Aku pernah menulis sendiri beberapa kalimat agar lebih tenang setelah putus, dan kadang mereka terasa seperti doa yang kukirimkan ke masa depan. Contoh yang sering kusebut pada diri sendiri: 'Terima kasih atas kenangan indahnya, aku akan menyimpan yang baik dan belajar dari yang sulit,' atau 'Semoga kamu menemukan kebahagiaan yang kamu cari; aku juga akan berusaha untuk bahagia.' Kalimat-kalimat sederhana ini nggak membuat luka langsung hilang, tapi membantu aku mengubah rasa sakit jadi niat untuk memperbaiki diri.

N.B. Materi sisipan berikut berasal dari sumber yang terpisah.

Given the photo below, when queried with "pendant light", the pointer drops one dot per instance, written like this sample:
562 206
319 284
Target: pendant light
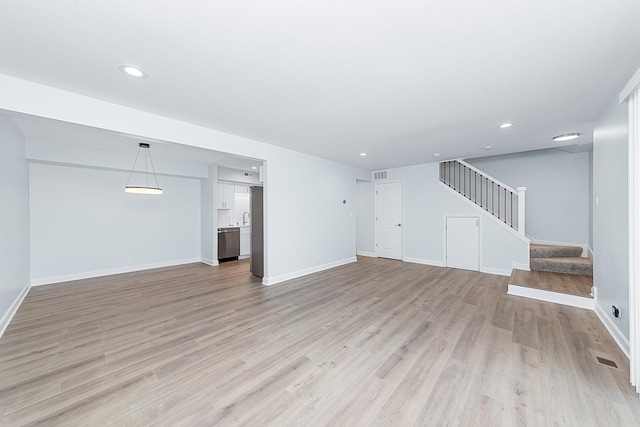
147 189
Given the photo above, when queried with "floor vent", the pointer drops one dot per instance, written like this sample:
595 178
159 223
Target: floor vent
379 175
606 362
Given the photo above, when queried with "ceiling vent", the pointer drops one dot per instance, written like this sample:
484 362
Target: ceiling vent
379 175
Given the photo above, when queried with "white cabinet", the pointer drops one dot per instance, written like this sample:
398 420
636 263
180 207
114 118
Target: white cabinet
225 194
245 241
241 188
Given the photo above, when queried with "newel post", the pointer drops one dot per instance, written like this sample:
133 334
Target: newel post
521 191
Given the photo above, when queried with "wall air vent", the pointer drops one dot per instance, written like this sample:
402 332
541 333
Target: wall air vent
379 175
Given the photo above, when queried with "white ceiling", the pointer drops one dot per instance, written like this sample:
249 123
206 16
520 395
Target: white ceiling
53 131
399 80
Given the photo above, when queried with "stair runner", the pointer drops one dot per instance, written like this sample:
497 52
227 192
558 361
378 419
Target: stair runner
559 259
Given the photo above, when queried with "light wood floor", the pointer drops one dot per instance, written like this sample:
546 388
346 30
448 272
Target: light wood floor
571 284
377 342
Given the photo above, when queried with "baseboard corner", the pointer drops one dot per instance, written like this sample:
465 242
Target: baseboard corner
13 308
614 331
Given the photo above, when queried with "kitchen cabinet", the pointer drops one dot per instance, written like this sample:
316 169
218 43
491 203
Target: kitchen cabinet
245 242
241 188
225 194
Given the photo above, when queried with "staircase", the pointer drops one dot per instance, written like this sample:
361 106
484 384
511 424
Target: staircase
498 199
560 259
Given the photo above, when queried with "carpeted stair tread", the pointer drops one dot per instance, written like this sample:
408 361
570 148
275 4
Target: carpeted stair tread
571 265
554 251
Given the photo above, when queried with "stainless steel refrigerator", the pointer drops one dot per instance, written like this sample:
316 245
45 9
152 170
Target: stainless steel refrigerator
257 231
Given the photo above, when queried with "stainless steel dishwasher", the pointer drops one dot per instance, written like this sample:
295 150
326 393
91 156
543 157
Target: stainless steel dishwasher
228 243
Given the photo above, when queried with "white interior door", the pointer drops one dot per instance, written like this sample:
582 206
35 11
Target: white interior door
389 220
463 243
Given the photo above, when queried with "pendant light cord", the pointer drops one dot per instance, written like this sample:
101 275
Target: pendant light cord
134 166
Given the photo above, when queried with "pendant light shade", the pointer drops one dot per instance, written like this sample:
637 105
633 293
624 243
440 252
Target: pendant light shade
144 189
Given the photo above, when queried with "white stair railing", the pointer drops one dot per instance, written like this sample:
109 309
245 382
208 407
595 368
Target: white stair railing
498 199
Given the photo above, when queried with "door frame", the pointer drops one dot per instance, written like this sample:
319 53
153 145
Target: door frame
444 238
375 213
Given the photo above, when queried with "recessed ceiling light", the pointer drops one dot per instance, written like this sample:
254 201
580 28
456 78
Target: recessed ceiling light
566 137
133 71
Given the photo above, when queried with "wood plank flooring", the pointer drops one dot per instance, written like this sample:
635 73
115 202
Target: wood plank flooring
571 284
377 342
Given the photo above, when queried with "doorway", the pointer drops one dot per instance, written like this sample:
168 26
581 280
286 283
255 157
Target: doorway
389 220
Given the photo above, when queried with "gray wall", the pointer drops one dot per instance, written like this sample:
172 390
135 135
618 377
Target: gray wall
591 199
14 227
83 223
426 204
366 218
610 253
209 241
557 195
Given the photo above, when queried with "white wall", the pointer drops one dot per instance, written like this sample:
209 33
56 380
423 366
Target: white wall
84 224
427 202
610 231
14 220
208 217
306 226
236 175
557 196
366 218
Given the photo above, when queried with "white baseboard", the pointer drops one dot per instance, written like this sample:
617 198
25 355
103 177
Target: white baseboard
542 295
209 261
498 271
617 335
369 254
107 272
431 262
294 275
585 248
13 309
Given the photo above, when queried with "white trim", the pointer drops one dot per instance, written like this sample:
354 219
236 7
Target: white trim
542 295
365 253
630 87
375 208
498 271
585 247
13 308
110 271
522 266
486 175
633 229
268 281
615 333
431 262
445 248
210 262
485 213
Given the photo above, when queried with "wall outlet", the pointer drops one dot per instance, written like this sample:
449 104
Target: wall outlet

Kalimat lain yang kupakai ketika ingin benar-benar mengikhlaskan tanpa drama adalah: 'Aku merelakanmu pergi karena aku percaya tiap orang berhak menemukan jalannya sendiri,' dan 'Ini bukan akhir dari hidupku, hanya bab yang harus kututup sekarang.' Ucapkan dengan tenang, jangan paksa dirimu cepat pulih—beri waktu. Kadang aku juga menulis surat yang tak pernah kukirim untuk merapikan perasaan; menuliskan 'terima kasih, maaf, selamat tinggal' sudah cukup sebagai ritus kecil untuk move on. Ingat, mengikhlaskan itu proses; tak apa jika hari ini kamu masih meneteskan air mata, besok mungkin mulai tersenyum lagi.